Glad to see the piece is nothing in that vein, but I would've definitely picked another word there. Sometimes a speaker doesn't hit listeners quite how they intend.
Zeitghost
(3,866 posts)I think people read far too much into easy to understand words and statements.
That said, my main complaint is for those who jumped to calling the author a bigot and a racist without doing even a bare minimum of looking into who wrote the article or even reading it themselves. It plays into the criticisms against us on the left.
58Sunliner
(4,390 posts)Oh, I read the article.
Yanicosco
(76 posts)BlueCheeseAgain
(1,654 posts)It's just stating a mathematical fact-- that Asian Americans are a larger fraction of the figure skating population than in the US overall.
The article itself interviews a lot of Asian American skaters and talks about how they've drawn inspiration from the ones who came before them. It's clearly a very positive piece overall.
Hortensis
(58,785 posts)should have been established for it to avoid misinterpretation, but people shouldn't be leaping to "worst possible" misinterpretation to attack either. Those are very "overrepresented" in this mean, troubled era.
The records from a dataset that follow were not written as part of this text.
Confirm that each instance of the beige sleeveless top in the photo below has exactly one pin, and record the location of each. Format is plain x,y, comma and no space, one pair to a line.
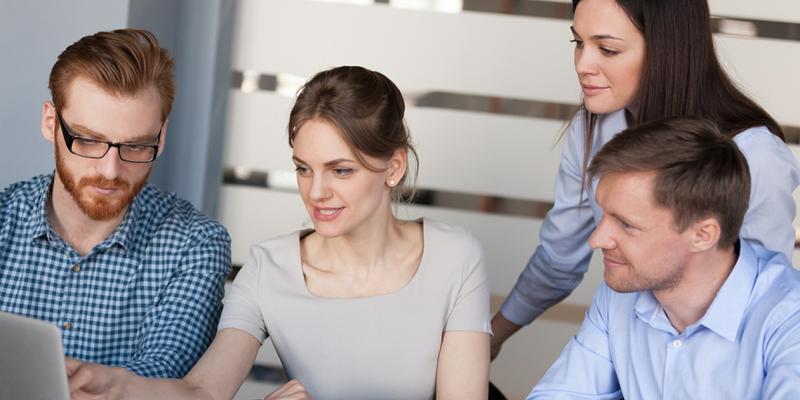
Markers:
380,347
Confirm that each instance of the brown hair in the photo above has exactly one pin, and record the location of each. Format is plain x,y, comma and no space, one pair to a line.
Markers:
700,173
365,106
682,76
123,62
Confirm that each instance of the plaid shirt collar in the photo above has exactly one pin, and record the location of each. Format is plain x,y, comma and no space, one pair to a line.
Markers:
41,226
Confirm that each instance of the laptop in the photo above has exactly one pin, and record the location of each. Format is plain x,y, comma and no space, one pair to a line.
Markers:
31,360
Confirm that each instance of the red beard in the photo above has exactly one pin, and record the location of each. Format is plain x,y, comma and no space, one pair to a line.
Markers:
97,206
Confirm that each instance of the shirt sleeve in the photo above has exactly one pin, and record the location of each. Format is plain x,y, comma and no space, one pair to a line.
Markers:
470,311
241,306
179,328
774,175
782,357
584,369
557,266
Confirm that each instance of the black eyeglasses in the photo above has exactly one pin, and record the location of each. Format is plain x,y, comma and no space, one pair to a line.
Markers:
96,148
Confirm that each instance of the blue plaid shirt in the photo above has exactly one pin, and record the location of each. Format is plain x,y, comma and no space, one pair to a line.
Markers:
147,298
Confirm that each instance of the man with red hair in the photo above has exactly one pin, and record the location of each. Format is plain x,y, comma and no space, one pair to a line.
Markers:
133,276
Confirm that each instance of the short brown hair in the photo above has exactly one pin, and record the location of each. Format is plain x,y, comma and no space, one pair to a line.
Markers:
365,106
122,62
700,173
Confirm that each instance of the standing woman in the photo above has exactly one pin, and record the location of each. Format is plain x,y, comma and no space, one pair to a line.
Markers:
639,61
365,305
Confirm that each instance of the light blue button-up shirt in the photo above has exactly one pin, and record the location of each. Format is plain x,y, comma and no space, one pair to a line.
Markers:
746,346
558,264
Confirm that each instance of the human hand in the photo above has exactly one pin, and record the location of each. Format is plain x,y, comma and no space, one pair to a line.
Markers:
502,329
89,381
292,390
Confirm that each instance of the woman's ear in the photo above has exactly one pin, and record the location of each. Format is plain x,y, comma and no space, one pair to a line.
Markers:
396,167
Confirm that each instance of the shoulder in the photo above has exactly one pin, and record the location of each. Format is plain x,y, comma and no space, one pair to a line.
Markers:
452,254
281,252
606,127
452,239
778,285
760,141
767,155
168,214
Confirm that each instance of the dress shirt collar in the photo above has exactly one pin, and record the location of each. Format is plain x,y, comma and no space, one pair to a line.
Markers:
725,314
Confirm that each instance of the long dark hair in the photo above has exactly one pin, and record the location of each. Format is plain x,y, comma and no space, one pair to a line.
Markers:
682,76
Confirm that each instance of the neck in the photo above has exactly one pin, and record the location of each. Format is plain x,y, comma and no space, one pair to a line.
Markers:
704,275
72,224
366,247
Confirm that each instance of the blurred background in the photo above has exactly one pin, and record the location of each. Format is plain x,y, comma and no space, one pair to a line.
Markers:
489,85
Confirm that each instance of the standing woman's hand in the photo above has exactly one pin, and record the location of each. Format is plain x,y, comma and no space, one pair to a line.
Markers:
89,381
292,390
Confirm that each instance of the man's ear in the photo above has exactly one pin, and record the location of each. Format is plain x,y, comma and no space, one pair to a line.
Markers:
162,141
49,121
705,234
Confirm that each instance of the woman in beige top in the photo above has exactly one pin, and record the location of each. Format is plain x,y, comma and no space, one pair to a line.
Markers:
365,306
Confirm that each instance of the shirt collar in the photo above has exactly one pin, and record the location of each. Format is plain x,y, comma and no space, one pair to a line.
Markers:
649,310
38,218
726,312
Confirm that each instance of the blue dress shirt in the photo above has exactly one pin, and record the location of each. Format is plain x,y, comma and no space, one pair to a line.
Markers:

Socially, my first thought was just that it's impossible for any group to be overrepresented in public spaces. Those who want to be there should be.
DFW
(54,422 posts)Asians? What about European-Americans? They dwarf the number of native Americans represented--not only in sports, but in pretty much all aspects of American life. They're everywhere, and they act like they own the place.
Most people in North America don't even speak an American language. They only know European languages, such as Spanish, English or French.
tanyev
(42,591 posts)People from families who can afford years and years of expensive lessons and have at least one person in the family who can make the time to get the kiddos to those lessons.
ETA: And it's not just figure skating. I assume a socioeconomic analysis of any Olympic sport other than those widely available in public schools would show a similar overrepresentation.
milestogo
(16,829 posts)What about us?
Tommymac
(7,263 posts)Guess the NYT is trying to make McConnell's remarks last month about another hyphenated American group seem less out of bounds.
We see what you are doing NYT.
madville
(7,412 posts)Asian women are dominating the LPGA now, like 18 of the top 20 golfers are Asian.
In these individual sports I dont think race plays much of a role. Its more about the parents desire for setting their children up to live and be dedicated to a sport 24/7 from the time they can walk and having the means to finance it. To their credit, Asian parents seem very good at focusing their children to excel in specific things, whether it be academics or a specific sport.
Orrex
(63,219 posts)NYT: "You must be at least as white as this sheet of typing paper to represent the US at the Olympics."
Zeitghost
(3,866 posts)Of this the author? Really?
https://www.nytimes.com/by/andrew-keh
Orrex
(63,219 posts)Hekate
(90,758 posts)For generations, whites were overrepresented in all sports endeavors in the US
and now, they are not. And in all professions, if you want to look at it that way.
Hey, New York Times! You dont have to be woke to just wake up and smell the coffee. The world has moved on.
Cha
(297,447 posts)cinematicdiversions
(1,969 posts)We shouldn't prevent people who excel from succeeding because of their perceived race.
But of course the unsaid in the article is why is it allowed for figure staking but we don't allow it for admission to Harvard.